The Hours - This is my absolute favorite song on the album. When Bloom leaked a few weeks ago, this was the only track that was an incomplete file, which only heightened my anticipation for the physical album release. Words cannot do it justice. (Also, if you downloaded the leak, make sure to support the band and buy the album!) (10/10)

Troublemaker - A slow burner, "Troublemaker" is this album's "Norway." Like in many Beach House songs, the chorus is where the song explodes with a passionate, melancholic burst of dreamy Beach Boys style guitar work. *For an interesting influence on this sound, check out "All I Wanna Do" by The Beach Boys on Youtube. You will be floored. (8/10)

New Year - Droning guitars are introduced along with a looping drum machine, which, when mixed together, lends itself to the sounds of My Bloody Valentine. With a faintly oriental melody in the chorus, this song is one of the faster songs on a reletively slow album. (6/10)

Wishes - It's hard to say what I find more emotional about this wistful song, Legrand's airy vocals or Scally's extremely precise lead guitar. Either way, it's straight out of a dream. (10/10)

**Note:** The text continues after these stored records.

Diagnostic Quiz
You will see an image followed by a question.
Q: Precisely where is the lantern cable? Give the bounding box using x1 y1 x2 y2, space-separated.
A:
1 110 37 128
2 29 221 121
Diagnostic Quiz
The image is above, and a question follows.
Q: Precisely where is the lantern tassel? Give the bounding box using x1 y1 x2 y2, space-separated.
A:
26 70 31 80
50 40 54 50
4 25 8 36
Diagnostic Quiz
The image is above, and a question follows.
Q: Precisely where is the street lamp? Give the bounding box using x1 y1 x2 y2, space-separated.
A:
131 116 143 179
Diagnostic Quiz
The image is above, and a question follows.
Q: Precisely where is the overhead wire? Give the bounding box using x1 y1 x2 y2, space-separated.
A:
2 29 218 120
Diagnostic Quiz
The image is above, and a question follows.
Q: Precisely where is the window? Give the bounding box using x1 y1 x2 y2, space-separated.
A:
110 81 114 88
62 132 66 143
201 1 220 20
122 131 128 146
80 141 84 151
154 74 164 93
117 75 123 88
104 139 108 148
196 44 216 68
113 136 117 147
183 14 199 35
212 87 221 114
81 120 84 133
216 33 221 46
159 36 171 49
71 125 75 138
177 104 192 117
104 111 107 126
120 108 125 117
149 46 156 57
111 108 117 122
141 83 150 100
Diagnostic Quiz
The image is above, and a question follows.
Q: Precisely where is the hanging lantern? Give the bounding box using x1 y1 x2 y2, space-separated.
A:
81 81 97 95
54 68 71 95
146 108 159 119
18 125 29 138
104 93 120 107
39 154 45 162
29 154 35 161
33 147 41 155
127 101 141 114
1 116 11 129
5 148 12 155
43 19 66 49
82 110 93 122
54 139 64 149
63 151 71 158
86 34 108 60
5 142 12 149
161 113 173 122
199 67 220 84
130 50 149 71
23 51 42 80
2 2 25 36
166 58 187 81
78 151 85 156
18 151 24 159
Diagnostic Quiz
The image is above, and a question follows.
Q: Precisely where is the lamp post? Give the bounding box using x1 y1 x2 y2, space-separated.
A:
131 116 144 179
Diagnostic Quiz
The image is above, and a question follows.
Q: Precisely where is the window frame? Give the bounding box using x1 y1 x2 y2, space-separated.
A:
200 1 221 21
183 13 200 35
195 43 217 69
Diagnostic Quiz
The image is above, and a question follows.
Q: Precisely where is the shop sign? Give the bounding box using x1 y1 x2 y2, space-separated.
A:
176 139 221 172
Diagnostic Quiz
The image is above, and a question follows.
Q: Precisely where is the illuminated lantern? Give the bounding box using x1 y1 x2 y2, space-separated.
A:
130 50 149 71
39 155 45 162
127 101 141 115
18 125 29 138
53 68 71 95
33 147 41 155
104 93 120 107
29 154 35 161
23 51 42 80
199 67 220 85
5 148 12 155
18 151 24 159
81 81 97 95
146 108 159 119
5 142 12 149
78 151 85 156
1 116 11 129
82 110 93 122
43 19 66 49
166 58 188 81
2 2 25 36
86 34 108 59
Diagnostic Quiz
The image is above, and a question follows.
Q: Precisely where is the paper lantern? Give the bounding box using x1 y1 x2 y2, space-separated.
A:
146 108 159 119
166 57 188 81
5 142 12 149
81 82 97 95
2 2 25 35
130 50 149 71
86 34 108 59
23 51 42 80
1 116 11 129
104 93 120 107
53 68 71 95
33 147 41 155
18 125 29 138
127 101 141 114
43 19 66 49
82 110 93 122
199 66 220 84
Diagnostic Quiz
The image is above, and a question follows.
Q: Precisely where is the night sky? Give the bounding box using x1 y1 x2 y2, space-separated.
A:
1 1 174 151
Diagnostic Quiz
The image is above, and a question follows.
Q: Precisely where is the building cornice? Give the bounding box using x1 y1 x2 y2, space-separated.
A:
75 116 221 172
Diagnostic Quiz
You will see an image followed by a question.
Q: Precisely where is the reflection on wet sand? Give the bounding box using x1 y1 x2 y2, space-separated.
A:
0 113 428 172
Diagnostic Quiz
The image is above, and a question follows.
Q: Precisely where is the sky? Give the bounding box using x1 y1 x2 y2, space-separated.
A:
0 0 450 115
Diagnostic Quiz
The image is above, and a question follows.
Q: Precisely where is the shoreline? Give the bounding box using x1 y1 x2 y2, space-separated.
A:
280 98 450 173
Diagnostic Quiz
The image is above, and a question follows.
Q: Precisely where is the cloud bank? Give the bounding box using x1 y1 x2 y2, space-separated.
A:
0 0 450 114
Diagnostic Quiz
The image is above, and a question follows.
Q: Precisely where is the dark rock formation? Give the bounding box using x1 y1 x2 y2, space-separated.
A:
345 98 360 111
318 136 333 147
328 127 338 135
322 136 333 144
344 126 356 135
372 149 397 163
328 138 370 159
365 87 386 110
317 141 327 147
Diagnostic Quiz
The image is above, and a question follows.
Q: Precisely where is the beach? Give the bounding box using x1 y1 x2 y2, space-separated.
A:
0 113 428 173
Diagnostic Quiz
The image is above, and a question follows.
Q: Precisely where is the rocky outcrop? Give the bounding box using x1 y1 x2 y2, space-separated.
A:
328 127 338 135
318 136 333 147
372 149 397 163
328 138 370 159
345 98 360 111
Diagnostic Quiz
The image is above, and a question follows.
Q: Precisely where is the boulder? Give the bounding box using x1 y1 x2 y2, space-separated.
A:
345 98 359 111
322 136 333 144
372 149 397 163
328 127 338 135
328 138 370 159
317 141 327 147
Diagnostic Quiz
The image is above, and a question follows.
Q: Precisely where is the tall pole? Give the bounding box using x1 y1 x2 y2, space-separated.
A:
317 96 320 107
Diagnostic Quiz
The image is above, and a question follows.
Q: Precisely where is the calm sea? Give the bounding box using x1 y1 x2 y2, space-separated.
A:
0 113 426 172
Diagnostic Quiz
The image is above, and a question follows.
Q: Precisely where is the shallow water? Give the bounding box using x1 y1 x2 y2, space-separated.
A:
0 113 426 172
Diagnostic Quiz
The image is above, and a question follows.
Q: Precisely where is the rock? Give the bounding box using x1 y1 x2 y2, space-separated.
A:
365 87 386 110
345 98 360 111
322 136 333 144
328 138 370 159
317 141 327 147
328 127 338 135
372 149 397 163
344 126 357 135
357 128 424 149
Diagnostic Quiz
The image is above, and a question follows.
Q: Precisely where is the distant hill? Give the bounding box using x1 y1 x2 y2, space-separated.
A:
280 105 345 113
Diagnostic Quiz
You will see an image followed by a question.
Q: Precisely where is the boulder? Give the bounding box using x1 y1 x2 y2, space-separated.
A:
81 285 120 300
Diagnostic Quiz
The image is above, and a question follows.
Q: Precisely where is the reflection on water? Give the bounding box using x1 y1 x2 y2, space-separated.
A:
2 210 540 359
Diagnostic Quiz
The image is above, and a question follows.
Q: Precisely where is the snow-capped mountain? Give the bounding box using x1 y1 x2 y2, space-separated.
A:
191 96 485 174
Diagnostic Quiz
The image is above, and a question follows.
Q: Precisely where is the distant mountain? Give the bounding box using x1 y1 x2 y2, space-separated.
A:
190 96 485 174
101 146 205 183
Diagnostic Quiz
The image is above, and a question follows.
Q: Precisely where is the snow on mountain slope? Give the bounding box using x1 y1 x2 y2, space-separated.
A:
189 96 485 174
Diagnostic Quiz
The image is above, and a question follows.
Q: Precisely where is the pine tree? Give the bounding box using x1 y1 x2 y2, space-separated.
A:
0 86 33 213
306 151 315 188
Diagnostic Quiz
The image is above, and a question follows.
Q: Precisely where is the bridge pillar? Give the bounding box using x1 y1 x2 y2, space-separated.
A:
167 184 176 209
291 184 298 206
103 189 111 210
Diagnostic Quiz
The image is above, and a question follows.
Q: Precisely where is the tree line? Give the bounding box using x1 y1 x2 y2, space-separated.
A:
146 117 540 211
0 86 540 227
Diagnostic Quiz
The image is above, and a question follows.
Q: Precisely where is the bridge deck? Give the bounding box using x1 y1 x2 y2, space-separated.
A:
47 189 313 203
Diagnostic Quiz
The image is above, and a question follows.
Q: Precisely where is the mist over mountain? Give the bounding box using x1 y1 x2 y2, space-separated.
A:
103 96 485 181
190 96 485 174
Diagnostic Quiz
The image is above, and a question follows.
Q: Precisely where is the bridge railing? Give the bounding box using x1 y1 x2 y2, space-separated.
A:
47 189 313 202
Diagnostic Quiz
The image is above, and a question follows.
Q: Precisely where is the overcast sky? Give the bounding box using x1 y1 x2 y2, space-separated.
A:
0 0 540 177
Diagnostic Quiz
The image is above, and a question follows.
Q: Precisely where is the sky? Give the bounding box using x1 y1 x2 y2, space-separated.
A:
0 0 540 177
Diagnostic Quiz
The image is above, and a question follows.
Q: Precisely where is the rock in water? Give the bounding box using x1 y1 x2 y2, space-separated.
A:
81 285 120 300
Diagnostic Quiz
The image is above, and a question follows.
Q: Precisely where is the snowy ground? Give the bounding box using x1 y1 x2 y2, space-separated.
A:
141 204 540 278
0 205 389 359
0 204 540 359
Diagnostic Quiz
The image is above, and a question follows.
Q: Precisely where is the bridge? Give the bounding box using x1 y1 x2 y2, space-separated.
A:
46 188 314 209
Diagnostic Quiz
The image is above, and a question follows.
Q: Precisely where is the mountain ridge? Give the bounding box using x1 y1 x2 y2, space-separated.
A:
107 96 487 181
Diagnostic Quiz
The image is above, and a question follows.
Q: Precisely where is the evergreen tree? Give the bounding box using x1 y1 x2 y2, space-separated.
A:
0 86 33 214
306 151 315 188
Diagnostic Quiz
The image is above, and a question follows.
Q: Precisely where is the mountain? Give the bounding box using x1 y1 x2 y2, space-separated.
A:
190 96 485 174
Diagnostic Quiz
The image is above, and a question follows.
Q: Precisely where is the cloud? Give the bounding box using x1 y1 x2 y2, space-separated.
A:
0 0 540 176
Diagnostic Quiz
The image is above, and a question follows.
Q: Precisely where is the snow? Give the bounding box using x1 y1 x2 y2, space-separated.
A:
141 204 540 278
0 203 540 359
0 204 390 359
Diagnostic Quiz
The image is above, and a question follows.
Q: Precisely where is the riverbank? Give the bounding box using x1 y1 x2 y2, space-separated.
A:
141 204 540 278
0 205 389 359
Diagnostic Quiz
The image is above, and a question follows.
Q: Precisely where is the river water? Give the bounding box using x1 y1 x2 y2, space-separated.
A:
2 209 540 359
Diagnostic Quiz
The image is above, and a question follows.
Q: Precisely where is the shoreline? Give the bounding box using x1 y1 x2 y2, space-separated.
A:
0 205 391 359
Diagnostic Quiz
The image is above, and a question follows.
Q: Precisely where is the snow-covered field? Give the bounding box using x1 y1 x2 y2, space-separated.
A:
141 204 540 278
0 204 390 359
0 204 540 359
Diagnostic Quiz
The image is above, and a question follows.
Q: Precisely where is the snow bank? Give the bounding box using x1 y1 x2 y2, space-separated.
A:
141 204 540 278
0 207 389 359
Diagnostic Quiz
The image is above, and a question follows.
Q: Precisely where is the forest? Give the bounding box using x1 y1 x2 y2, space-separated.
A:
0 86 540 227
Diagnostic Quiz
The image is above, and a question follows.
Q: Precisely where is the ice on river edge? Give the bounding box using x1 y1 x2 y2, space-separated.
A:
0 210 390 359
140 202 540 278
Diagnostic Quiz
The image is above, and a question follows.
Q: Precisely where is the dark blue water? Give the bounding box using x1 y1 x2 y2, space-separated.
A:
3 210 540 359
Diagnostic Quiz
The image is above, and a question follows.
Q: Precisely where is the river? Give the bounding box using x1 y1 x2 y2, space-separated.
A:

On the Sea - Much like on Teen Dream's "Real Love," this song is Bloom's piano ballad. Like the title suggests, this song conjures up images of a taking to the sea, with its upbeat rollicking piano. This might be the closest Beach House has ever come to stepping out of their signature cloud of dreamy haze. (9/10)

Irene - A perfect album closer for an album that should go on forever, "Irene" is the band at its dreamy best. (10/10)

Like the strangely insular teenage landscape John Hughes created in his movies or the glowing nostalgic universe of The Wonder Years, Beach House has managed to imagine their own fragile world for all of us to get lost in. It's a strange paradise.